Das "Betriebsergebnis" belief sich für 2023 auf TEUR 2.283,6 (entspricht 3,9 % der Gesamtleistung) nach TEUR 1.543,2 (2,8 %) im Vorjahr.

Der Rohertrag, bestehend aus dem Saldo von Gesamtleistung und Materialaufwand, beträgt für das Berichtsjahr 42,4 % und für das Vorjahr 42,5 %. Hier ist zwar keine relative Verbesserung eingetreten. Der Rohertrag ist aber absolut um TEUR 1.417,5 gestiegen.

Die Personalaufwandsquote beträgt für das Berichtsjahr unverändert 31,9 % (gleich dem Vorjahr). Absolut lag der Personalaufwand um TEUR 1.102,4 über dem Vorjahreswert. Die Beschäftigtenzahl (Jahresdurchschnitt gem. § 267 HGB) erhöhte sich um 15 Personen auf 232 gegenüber dem Vorjahr.

Das Sachanlagevermögen verminderte sich gegenüber dem Vorjahr.

Die Abschreibungen auf immaterielle Vermögensgegenstände und Sachanlagen stiegen von TEUR 961,8 auf TEUR 980,4 in 2023. In 2023 wurde nur wenig investiert, die Anlagenzugänge auf vorgenannte Posten lagen mit TEUR 951,0 unter den Abschreibungen.

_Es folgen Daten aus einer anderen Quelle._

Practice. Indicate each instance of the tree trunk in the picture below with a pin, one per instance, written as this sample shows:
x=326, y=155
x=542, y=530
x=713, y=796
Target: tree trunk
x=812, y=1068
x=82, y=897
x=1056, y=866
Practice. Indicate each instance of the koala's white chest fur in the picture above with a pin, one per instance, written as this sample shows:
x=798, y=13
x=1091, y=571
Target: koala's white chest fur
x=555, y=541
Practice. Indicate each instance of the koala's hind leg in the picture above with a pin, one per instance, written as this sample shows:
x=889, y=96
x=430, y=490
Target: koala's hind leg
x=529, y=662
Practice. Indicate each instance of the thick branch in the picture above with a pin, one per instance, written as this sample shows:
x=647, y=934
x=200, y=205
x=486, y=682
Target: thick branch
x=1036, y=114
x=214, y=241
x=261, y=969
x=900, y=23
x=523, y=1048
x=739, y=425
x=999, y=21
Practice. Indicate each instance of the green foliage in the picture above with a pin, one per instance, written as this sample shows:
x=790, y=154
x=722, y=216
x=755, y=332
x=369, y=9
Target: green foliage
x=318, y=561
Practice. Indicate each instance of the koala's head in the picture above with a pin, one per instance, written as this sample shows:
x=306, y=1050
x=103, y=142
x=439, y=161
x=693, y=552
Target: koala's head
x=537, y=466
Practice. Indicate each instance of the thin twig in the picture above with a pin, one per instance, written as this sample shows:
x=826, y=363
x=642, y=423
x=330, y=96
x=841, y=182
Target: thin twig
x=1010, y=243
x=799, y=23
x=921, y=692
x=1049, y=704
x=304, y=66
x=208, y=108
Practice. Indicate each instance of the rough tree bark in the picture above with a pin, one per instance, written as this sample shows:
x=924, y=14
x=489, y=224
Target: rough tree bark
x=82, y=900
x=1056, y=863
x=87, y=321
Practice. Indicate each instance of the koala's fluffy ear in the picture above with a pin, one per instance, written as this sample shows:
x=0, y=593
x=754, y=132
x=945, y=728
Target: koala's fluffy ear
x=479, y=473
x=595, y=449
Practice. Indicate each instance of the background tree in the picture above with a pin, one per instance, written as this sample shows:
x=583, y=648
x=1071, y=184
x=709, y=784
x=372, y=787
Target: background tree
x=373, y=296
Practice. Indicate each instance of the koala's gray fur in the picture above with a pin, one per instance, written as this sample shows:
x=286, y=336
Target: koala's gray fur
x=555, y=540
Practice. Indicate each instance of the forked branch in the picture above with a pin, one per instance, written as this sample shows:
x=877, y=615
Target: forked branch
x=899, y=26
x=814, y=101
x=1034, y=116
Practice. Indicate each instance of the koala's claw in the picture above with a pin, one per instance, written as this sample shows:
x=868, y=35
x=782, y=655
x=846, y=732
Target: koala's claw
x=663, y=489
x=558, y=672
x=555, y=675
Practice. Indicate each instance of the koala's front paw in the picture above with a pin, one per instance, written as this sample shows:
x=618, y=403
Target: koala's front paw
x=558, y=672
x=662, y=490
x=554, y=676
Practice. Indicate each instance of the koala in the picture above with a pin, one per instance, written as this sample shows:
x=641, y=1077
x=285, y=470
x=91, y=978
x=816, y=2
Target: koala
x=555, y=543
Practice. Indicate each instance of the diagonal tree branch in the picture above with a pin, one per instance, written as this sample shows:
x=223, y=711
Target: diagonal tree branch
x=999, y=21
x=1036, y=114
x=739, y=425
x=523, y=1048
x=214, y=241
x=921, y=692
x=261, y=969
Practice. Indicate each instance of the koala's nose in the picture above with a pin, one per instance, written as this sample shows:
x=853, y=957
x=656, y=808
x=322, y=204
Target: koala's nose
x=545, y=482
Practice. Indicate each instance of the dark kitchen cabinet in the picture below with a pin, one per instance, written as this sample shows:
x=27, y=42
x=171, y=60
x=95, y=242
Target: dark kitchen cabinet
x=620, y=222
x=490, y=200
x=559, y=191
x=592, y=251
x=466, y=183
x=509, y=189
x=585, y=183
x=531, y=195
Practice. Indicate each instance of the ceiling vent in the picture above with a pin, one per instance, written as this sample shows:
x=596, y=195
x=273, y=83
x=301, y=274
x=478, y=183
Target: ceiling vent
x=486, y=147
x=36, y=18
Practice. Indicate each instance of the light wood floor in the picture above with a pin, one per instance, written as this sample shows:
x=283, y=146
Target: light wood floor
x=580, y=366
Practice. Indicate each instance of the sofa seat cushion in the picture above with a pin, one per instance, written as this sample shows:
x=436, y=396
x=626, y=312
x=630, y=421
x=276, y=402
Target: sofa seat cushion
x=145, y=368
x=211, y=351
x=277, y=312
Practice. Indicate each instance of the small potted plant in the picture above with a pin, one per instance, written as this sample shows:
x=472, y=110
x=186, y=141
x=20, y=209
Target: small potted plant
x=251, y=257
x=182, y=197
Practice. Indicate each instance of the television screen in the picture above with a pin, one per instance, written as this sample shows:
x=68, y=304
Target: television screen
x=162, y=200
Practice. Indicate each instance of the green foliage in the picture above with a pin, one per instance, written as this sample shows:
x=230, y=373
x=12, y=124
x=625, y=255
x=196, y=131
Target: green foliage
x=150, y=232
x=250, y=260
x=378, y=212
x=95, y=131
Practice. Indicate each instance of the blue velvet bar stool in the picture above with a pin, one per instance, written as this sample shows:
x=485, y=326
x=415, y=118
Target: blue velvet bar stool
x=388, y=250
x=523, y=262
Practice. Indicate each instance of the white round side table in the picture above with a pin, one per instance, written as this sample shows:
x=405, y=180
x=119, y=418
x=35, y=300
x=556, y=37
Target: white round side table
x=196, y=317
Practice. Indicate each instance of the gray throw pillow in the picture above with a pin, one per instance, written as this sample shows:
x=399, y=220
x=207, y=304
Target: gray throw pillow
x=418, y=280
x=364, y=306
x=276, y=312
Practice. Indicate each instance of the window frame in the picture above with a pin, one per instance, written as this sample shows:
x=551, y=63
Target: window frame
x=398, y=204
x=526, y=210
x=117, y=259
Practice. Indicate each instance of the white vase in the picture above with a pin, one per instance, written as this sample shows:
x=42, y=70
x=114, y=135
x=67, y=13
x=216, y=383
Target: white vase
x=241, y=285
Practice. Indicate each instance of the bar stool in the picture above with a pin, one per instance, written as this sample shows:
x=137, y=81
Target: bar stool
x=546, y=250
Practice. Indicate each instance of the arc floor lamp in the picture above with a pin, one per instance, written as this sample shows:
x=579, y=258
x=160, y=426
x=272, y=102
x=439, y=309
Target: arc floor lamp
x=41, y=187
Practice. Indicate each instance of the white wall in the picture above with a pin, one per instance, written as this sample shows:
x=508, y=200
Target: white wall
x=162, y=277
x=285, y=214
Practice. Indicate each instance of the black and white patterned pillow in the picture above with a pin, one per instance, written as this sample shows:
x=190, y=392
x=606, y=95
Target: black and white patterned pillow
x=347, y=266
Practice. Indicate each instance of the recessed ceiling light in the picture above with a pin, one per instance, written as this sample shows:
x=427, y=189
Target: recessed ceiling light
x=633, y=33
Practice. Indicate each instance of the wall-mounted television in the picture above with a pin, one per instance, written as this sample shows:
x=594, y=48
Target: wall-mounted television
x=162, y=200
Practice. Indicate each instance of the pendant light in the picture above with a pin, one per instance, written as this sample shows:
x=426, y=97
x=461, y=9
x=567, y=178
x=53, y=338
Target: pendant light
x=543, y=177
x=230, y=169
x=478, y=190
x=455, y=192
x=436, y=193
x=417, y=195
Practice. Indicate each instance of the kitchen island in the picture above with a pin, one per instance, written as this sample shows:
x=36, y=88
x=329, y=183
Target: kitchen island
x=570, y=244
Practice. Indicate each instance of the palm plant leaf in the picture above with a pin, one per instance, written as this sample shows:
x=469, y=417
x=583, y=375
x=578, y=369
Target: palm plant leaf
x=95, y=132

Die sonstigen betrieblichen Aufwendungen waren nicht zu bereinigen (s.o.), so dass sie sich im Zeitvergleich wie folgt darstellen:

Der Anteil der sonstigen betrieblichen Aufwendungen betrug für das Berichtsjahr 7,2 % (TEUR 4.206,9), für das Vorjahr waren es 7,0 % der Gesamtleistung bzw. TEUR 3.836,7. Relativ zur Gesamtleistung ist dieser Kostenblock um 0,2 %-Punkte gestiegen. Absolut betrachtet lagen die sonstigen betrieblichen Aufwendungen in 2023 um TEUR 370,2 über dem Vorjahreswert.

Die Erhöhung ergibt sich hauptsächlich in dem Kostenblock "Betriebskosten" durch Erhöhungen im Bereich Energie und Instandhaltungen.

Die Zinserträge sind gestiegen (+ TEUR 5,9), ebenso die Zinsaufwendungen. Dieses ergibt sich hauptsächlich durch die höhere Zinsbelastung für Darlehen und für Avalprovisionen. Insgesamt spielt das Finanzergebnis für die LEWA Attendorn keine große Rolle.

Nach Verrechnung der Ertragssteuern (TEUR 225,2, Vj. TEUR 143,7) ergibt sich der Jahresüberschuss für das Jahr 2023 i.H.v. TEUR 2.058,4 (3,5 % der Gesamtleistung) gegenüber dem Vorjahr i.H.v. TEUR 1.399,5 oder 2,5 % der Gesamtleistung. Wie eingangs schon dargestellt ist der gestiegene Bestand an fertigen und unfertigen Erzeugnissen für den Ergebnisanstieg ursächlich.

Weitere besonders erläuterungsbedürftige Komponenten der Ertragslage liegen nicht vor.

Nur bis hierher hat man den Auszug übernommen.